Move blue straight ahead, its left stand going on red, and its center and right stand going on green.
Move green second, it swings around behind blue and hits green on the exposed flank and also draws grey in with a flank charge as well.
When you move blue cavalry first, you'd have to move the right and middle stands directly forward. The third stand would then have to get to the flank of the same unit. When pursuing, stands have to get in touch with the retreating unit if possible.
Then, there'd be no room for blue to pursue. Exactly as wmchaos2000 says.
Unless any previous stands from the same unit already has made contact with a new unit, following pursuing stands are not allowed to.
I think that even if one of the stands made contact with another unit, the other stand(s) would still have to get into contact with the original unit (if possible). These rules strictly mention pursuing unit and retreating unit.
Since there is no need to maximize frontage in a pursuit, and corner to corner does not count towards mandatory contact a cavalry stand could be placed in contact with the grey infantry to bring it into the combat, or it could be placed to not touch grey and leave them out of the combat.
You're correct that you don't need to maximize frontage.
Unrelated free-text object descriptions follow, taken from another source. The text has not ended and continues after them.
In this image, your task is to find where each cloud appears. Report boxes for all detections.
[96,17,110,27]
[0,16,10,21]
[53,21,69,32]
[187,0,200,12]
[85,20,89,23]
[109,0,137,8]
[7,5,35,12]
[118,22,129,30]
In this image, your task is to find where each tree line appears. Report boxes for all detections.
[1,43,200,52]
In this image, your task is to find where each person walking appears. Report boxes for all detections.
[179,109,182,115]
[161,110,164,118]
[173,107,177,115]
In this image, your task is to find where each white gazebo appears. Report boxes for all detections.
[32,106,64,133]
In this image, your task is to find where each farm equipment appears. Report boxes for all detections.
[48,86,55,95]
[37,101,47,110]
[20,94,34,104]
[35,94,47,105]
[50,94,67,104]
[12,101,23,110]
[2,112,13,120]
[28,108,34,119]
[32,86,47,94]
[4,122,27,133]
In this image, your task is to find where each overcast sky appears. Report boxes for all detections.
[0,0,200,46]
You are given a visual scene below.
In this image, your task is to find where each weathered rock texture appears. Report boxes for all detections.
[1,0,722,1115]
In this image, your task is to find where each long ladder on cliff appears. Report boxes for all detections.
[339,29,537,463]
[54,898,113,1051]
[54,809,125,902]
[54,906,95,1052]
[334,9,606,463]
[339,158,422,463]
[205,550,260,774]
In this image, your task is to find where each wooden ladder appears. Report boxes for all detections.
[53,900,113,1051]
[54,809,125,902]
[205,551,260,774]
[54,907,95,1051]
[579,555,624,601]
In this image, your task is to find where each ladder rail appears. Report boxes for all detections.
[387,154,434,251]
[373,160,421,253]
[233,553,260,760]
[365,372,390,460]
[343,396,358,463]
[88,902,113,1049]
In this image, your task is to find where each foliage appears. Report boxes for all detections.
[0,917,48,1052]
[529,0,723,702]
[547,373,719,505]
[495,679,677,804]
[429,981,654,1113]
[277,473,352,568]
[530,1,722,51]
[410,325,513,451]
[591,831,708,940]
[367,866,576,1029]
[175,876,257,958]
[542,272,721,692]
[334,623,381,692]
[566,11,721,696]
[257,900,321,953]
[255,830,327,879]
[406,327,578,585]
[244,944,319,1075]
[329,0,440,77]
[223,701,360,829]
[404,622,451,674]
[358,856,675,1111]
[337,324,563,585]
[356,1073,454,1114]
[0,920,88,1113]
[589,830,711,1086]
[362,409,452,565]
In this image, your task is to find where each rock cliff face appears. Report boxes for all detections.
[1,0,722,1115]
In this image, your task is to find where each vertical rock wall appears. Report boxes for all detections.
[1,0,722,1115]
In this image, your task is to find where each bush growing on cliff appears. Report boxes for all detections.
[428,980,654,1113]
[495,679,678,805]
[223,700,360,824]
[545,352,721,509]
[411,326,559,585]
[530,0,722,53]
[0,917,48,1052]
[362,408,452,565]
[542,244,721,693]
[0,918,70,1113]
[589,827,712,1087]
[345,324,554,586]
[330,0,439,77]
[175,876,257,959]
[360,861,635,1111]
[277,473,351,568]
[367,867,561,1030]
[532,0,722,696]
However, if no stand can pursue by moving directly forward, you take a stand and move it to the closest accessible edge, center-to-center. And the corner-to-cornder contact with the retreating unit IS mandatory.
So if green cavalry pursues first, the position on Raia's last image (the one sent in link only) is the only possible option.
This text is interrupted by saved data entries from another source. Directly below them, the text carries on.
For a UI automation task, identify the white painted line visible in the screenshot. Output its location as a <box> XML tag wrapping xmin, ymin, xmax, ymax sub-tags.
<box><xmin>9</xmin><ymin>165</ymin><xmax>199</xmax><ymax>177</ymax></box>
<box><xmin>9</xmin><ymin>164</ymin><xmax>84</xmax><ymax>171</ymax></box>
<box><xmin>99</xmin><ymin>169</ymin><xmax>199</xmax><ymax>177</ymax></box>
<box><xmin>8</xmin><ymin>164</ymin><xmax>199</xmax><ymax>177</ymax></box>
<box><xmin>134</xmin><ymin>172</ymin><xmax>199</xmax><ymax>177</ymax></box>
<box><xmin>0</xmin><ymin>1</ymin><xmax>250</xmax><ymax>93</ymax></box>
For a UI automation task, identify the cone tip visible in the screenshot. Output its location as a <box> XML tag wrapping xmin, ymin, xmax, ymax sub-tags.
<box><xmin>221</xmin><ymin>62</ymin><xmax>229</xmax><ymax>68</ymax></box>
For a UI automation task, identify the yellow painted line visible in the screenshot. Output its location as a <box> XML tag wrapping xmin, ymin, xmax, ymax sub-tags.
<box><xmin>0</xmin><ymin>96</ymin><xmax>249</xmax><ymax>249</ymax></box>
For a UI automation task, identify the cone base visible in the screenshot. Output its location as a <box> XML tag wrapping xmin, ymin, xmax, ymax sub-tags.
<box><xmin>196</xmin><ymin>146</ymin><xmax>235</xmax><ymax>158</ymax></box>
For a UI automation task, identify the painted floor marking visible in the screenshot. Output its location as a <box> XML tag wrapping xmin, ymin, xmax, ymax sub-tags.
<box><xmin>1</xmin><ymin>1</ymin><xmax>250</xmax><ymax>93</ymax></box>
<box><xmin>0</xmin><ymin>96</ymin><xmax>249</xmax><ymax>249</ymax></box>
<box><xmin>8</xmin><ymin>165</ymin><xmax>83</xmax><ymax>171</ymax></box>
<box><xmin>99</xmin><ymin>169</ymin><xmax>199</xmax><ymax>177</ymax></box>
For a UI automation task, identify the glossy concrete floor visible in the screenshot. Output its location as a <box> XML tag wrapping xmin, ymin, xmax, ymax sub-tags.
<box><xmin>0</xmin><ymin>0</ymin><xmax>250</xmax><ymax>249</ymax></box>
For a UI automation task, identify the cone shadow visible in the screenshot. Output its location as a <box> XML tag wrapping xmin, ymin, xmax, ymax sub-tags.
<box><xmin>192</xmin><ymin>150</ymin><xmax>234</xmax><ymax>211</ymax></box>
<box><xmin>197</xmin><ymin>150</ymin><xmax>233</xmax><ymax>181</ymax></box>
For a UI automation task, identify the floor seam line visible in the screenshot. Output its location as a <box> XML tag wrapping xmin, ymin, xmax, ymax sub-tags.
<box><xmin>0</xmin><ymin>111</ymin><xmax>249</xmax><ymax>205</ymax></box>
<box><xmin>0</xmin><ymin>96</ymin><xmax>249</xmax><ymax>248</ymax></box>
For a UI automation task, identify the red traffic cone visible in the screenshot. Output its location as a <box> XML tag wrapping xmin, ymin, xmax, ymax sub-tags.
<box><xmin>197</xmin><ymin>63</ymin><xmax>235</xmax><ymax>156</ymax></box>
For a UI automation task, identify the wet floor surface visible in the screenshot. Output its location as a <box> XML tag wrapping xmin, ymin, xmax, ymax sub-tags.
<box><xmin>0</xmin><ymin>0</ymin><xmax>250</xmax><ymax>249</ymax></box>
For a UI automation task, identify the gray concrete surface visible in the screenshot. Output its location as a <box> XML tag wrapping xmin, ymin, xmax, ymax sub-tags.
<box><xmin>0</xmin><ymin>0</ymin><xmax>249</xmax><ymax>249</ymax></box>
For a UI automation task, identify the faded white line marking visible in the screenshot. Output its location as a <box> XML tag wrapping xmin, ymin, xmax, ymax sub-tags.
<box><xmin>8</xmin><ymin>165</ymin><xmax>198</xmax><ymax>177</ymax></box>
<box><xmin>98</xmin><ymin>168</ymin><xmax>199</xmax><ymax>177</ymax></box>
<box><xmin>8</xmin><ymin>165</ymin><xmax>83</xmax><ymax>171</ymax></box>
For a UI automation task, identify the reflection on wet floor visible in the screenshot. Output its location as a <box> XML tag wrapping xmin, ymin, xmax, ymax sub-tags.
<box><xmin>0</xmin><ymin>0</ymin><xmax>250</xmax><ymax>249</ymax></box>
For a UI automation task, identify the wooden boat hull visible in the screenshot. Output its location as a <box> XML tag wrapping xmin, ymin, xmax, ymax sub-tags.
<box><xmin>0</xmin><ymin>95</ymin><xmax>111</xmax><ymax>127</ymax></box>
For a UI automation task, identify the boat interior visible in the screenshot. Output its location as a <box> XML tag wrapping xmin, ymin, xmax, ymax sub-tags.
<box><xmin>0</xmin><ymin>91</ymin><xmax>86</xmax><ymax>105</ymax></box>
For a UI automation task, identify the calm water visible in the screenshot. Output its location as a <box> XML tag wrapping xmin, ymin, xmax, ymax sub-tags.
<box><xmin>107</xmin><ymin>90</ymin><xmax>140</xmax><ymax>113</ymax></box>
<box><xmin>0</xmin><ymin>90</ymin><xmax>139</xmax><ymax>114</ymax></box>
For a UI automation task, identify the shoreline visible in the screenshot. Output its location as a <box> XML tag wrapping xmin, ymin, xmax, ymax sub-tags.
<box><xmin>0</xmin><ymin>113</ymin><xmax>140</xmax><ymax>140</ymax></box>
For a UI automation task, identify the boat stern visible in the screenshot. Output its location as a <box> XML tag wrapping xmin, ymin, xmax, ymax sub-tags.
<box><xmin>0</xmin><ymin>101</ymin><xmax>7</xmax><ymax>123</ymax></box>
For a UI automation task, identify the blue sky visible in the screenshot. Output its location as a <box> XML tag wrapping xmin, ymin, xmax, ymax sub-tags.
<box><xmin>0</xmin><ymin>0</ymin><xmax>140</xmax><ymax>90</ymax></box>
It will bring grey into contact and there is no way to not drag them into the combat if green pursues first.
The only possible path, to me, isn't the shortest path. The shortest path is blocked by the gap rule, needs to be greater than the 2cm cavalry frontage.
In pursuit, distance does not matter. That's what's written in the rules.
It's your call, if you are going to play strictly by the rules or based on a mutual agreement.
I percieve it as a matter of getting used to the fact that order of the pursuing units matters.